Ho il sospetto che Cardini non abbia mai letto Spengler. Secondo l’autore del Tramonto dell’Occidente, all’ombra della civiltà classica ellenistico-romana, coperta da quest’ultima, nell’area mediorientale si sarebbe sviluppata la cultura che egli chiama arabo-magica, che avrebbe messo in crisi la cultura classica con l’avvento del cristianesimo, e sarebbe giunta alla piena consapevolezza di se stessa con l’islam. Questa vagheggiata unità mediterranea non sarebbe dunque mai realmente esistita, tranne che a livello strettamente politico con le conquiste militari romane.
“Questi possono essere i limiti della “sfida europea” del XXI secolo, quello succeduto al “secolo americano”, il XX. Una sfida suscettibile di rimettere in discussione le stesse radici storiche dell’Europa: rileggendone la storia in una chiave che riproponga come centrale la sua origine mediterranea, vale a dire la grande cultura ellenistica nata dalla rivoluzione politico-culturale di Alessandro e ripresa in termini specifici dalla tradizione di pensiero romana avviata all’interno del Circolo degli Scipioni, maturata con l’esperienza democratica e imperiale di Cesare e culminata in due grandi eventi epocali: la Constitutio Antoninianadel 212 e la cristianizzazione dell’impero”.

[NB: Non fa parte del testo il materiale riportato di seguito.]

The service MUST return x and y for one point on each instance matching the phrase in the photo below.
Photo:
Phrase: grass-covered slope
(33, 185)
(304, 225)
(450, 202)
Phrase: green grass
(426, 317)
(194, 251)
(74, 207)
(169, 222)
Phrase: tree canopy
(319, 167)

Avevo già esaminato questo brano nella quinta parte di Tra due fuochi, ed evidenziato il fatto che tutti quelli che Cardini scambia per elementi costitutivi di questa presunta cultura euro-mediterranea sono in realtà altrettanti fattori di decadenza della civiltà classica antica. Senza alcun dubbio, le conquiste militari di Alessandro portarono a un’estensione della cultura ellenica a una vastissima area non greca, ma anche alla sua progressiva contaminazione e diluizione a contatto con quelle orientali. Il Circolo degli Scipioni aprì le porte a un’analoga contaminazione del mondo romano, e sappiamo che la loro opera fu aspramente combattuta, ad esempio da Catone il Censore che vi vedeva né più né meno che l’abbandono delle tradizioni patrie che avevano fatto grande Roma. La Constitutio Antoniniana fu la concessione da parte dell’imperatore Caracalla della cittadinanza romana a tutti gli uomini liberi dell’impero, motivata dalla rarefazione dell’elemento romano-italico: “tutti romani, perché non ci sono più romani”.

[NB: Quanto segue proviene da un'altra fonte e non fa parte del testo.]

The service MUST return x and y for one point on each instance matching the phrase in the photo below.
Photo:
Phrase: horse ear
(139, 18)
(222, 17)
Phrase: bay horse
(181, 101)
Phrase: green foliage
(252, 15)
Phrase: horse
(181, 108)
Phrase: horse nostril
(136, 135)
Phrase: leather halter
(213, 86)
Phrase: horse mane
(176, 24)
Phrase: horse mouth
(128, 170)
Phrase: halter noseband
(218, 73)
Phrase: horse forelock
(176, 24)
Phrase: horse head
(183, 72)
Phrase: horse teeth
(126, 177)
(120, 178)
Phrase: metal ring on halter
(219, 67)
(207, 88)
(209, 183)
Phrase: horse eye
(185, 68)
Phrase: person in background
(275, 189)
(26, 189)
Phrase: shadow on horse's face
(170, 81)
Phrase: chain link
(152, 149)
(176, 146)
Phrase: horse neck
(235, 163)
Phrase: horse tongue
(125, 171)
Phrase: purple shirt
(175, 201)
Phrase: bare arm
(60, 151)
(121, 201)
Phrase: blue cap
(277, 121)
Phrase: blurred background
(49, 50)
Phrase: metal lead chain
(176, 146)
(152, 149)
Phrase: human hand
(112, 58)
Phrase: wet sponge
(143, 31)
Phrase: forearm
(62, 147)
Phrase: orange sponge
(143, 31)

Chiaramente, la posizione fideistica cattolica di Cardini gli impedisce di riconoscerlo o quanto meno di ammetterlo, ma la cristianizzazione dell’impero fu la resa del mondo romano a un elemento estraneo, mediorientale, non indoeuropeo.

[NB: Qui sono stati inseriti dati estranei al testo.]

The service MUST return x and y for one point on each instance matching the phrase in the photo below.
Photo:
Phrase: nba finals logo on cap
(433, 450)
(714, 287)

Approfondendo ulteriormente l’analisi, possiamo notare che tutti questi fattori di decadenza vanno nel senso del passaggio da una realtà centrata sulla stirpe, che è cultura, storia, ma prima di tutto comunità e continuità di sangue, ad una sempre più cosmopolita, o come si dice oggi, multietnica.
Questo ci dà una chiave interpretativa precisa. Sappiamo CHE COSA fa realmente degli uomini ciò che essi sono.
E allora non abbiamo alcun motivo per non sbarazzarci non solo del cristianesimo in tutte le sue varianti compresa la cosiddetta tradizionalista cattolica, ma più in generale di quel tradizionalismo alla Guenon, che Julius Evola riconobbe giustamente come formalista anche se a sua volta non riuscì a sganciarsi del tutto da quella mentalità, che lascia sempre una porta aperta verso modi di pensare abramitici.
A questo punto, non ci accontenteremo della s-Polia-zione di Polia, ma procederemo allo s-Cardina-mento di Cardini, non ci faremo incantare da nessuna fata Morganti, e diremo a don Curzio di (Ni)togliersi di mezzo.